After a disappointing Q1 Twitter delivered a very strong second quarter. One might even call it a home run. Certainly it surprised analysts and investors who had been more modest in their projections.
Twitter’s Q2 revenues were $312 million, which was substantially above financial analysts’ consensus estimates. In addition, earnings beat estimates by a penny. Its user numbers also were greater than expected.
Both overall and mobile users were up, 24 and 29 percent respectively. Mobile was the source of 81 percent of the company’s $277 million in ad revenues (or $224 million).
Here are the important numbers:
Total revenue: $312 million, up 124 percent year-over-year
Ad revenue $277 million, up 129 percent
Data, licensing revenue was $35 million, up 90 percent
Mobile delivered 81 percent of total ad revenue
International revenue was $102 million or 33 percent of total revenue
Monthly active users 271 million, up 24 percent
Mobile active users were 211 million, up 29 percent
Timeline views were 173 billion, up 15 percent
The company had been dogged by skepticism recently about whether it could grow users and engagement. Yet all metrics appear positive (and some way up) across the board.
The stock is up more than 30 percent right now in after-hours trading.
We’ll be listening in on the conference call and report anything interesting. So check back.
Earnings call:
CEO Dick Costolo’s remarks:
We are the “world’s real-time information network”
Ad revenue growth came primarily from higher engagement
Highest number of net new user additions in five quarters
World Cup was a model of how Twitter wants to do events coverage. Showed how Twitter can grow/proposer by organizing content around topics and live events
6.5 billion impressions on and off Twitter during the World Cup final
There are “hundreds of millions” of additional unique users who come to Twitter monthly but don’t log in
Size of Twitter’s total audience is 2X – 3X its active user base. Trying to improve product and overall experience for these not-logged-in uniques.
Incoming CFO Anthony Noto: full-year guidance would be between $1.31 billion and $1.33 billion. This represents an increase over previous guidance based on Q2 and other developments the company is seeing.
Q&A:
Costolo says that Twitter is going to “build the largest audience in the world.” He said there will be more experiments and efforts directed toward the non-member audience. However Twitter remains committed to delivering the best user experience to members.
Noto: Other companies disrupt existing businesses. Twitter makes existing companies and brands better than they would otherwise be.
Noto: 16 million new net users in the quarter
There were several questions about cards, buy buttons and commerce on Twitter. Costolo and Noto didn’t offer much substantive discussion however.
Noto: Twitter “ad loads” are significantly lower vs. industry peers; there’s a big upside in terms of ad coverage.

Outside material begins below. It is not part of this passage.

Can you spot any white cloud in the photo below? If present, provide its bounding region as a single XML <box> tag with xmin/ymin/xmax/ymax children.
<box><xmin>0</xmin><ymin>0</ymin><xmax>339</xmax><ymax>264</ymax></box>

Costolo: we have three audiences — logged-in users, syndicated audiences/users and “hundreds of millions” of users who come to the site but aren’t registered users. Costolo reiterated the big opportunity in doing a better job engaging the third group.
Costolo argues the Twitter user experience can be “a lot better.” Improved user experiences will add to Twitter’s metrics and bottom line.
Current Twitter self-service ads “primarily” being used by small businesses. Twitter hopes that enterprises increasingly use them over time.
Noto: smartphone penetration in developing markets will increase content creation and consumption on Twitter in those markets.
Noto: Better targeting and more ad formats will deliver higher CTRs over time. We will reach or exceed ROI/engagement metrics relative to our industry peers.